I'd catch him in the kitchen after hours, one of the timers in his hand, watching the sand trickle through while he muttered under his breath. He was trying to internalize the timing. Ninety seconds for a basic Margherita. Two minutes for something thicker. He had the numbers memorized, but memorization wasn't the same as instinct.

"You'll get it," I told him one evening.

"It is a matter of practice, sir."

"It's a matter of burning enough pizzas that you learn what burnt smells like."

He gave me a look. That look. The one that said he was too proper to roll his eyes but not too proper to imply it.

Today was the day. I'd decided last night. He'd shadowed me for long enough, watched me stretch dough and ladle sauce and slide pizzas onto the peel a hundred times. If he was going to learn, he had to actually do it.
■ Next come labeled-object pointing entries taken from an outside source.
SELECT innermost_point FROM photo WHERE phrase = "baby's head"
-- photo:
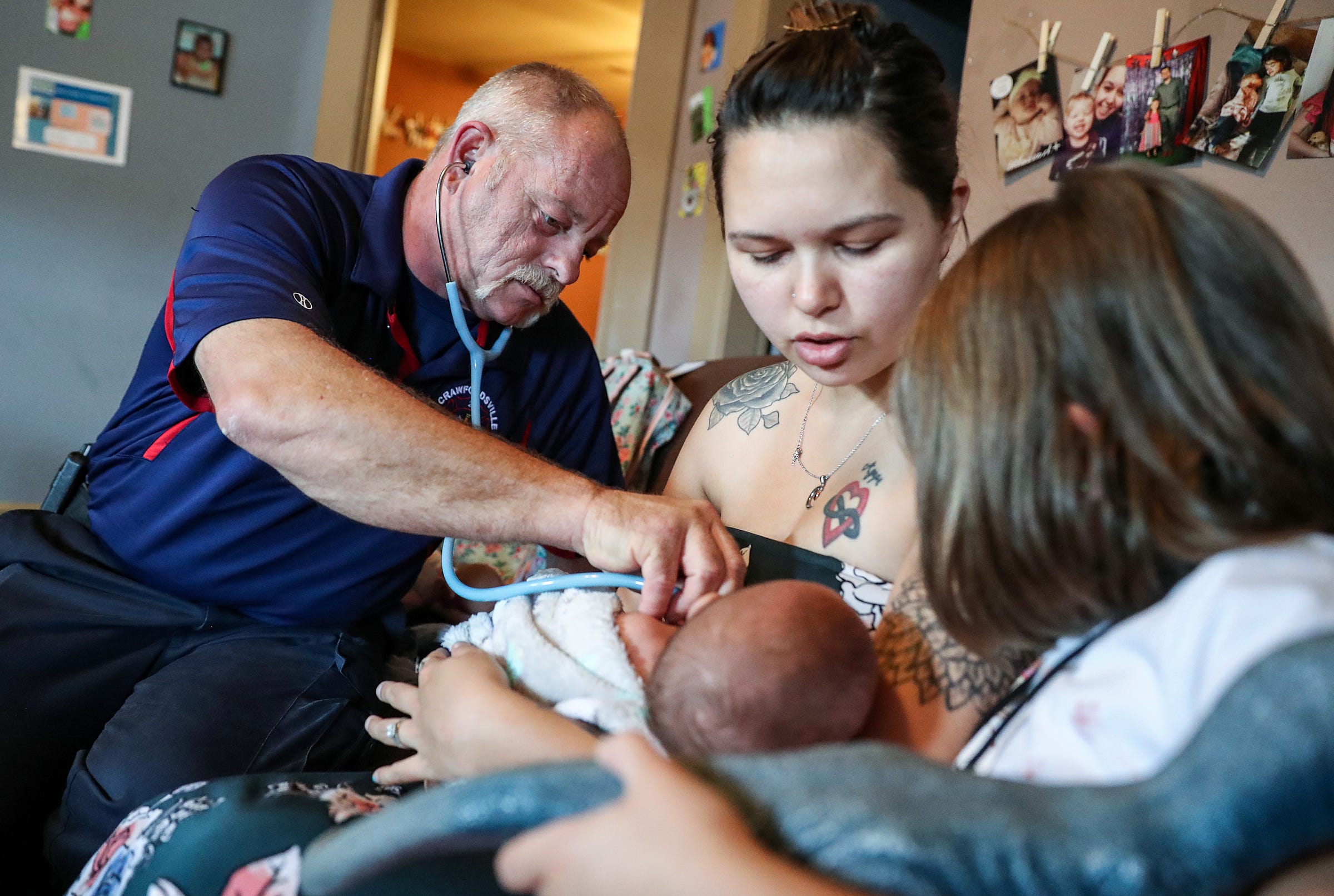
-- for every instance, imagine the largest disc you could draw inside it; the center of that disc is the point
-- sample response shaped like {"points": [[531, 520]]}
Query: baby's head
{"points": [[777, 666], [1078, 118]]}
"You're up," I said, stepping away from the prep table.

Al's eyes widened. "Sir?"

"First pizza of the day. All yours. I'm just watching."

"Today?"

"Unless you need another week."

He straightened his apron. His jaw tightened. "I do not require another week."

"Good. Go."

He stepped up to the table like he was approaching a wild animal. Careful, measured, ready to bolt. His hands hovered over the dough ball, twitching. I could see him running through the steps in his head — his lips moved slightly, counting or reciting. Flour the board. Press the dough. Stretch from the center.
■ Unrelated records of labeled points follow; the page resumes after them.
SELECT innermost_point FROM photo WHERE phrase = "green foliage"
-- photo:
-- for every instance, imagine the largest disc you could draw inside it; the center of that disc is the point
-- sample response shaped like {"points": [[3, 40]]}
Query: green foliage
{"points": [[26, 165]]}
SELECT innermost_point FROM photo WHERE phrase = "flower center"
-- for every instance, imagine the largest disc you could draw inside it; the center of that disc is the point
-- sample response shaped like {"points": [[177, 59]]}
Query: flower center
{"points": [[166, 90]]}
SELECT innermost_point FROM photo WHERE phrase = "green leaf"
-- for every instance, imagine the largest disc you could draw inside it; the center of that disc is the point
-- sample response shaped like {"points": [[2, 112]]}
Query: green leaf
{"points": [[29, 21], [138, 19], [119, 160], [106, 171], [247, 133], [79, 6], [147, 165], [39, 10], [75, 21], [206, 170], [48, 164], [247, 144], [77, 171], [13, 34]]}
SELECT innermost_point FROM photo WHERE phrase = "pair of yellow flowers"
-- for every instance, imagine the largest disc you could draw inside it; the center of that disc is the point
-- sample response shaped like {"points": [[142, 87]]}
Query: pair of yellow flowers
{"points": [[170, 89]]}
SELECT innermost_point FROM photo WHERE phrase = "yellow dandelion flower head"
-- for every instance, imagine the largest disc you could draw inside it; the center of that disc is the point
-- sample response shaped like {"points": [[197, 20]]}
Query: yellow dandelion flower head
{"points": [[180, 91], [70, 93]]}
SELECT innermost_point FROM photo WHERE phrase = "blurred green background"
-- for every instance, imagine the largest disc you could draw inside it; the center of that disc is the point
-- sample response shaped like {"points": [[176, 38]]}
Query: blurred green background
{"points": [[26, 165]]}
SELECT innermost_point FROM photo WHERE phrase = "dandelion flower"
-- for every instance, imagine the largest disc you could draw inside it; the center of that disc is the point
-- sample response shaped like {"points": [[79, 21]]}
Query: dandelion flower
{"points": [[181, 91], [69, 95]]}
It was the same thing I did every morning, but watching someone else do it for the first time felt like watching a tightrope walker who'd never seen a rope.

"Flour the surface first," I said.

"I know, sir."

"Just saying."

He floured the board. Too much flour, but that was fine. He'd learn. He pressed the dough ball down, working it into a disk, and I watched his fingers. Stiff. Hesitant. He was thinking too hard.

"Relax your hands."

"My hands are relaxed."

"Your hands are so tense they'd snap a twig."
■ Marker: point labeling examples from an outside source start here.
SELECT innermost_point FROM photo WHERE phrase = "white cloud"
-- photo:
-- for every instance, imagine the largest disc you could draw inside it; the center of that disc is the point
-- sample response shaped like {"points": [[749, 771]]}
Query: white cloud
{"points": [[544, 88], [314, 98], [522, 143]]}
He took a breath. Shook his arms out like he was shaking off water. Then he tried again, and this time the dough flattened more evenly. Not perfect. But better.

He lifted it, letting gravity stretch it over his knuckles. The dough sagged in the middle, thinner on one side, thicker on the other. He tried to correct it and almost tore a hole.

"Shit," he muttered.

"Patch it. Press the tear together. It'll hold."

He patched it. It held. The shape was wrong — more of a lopsided oval than a circle — but it was a shape. He laid it on the peel, spooned sauce into the center, and spread it with the back of the ladle. Too much sauce on the left. Not enough on the right.

I kept my mouth shut.

He sprinkled the mozzarella. Some parts got a thick blanket, other parts got a sprinkle. One corner of the pizza had almost no cheese at all.

"Cheese distribution," I said.

"I am aware, sir."

"Just checking."

He slid the pizza onto the oven floor. It landed crooked, the edge folding slightly. Al stared at it, his face a mask of concentration, the hourglass clutched in his sweaty palm.

Ninety seconds later, he pulled it out.

It was... not beautiful. The crust was uneven — puffy on one side, flat on the other. The cheese had browned in patches, leaving white spots where it hadn't melted through. The fold at the edge had baked into a thick, doughy lump. It looked like a pizza that had been in a fight and lost.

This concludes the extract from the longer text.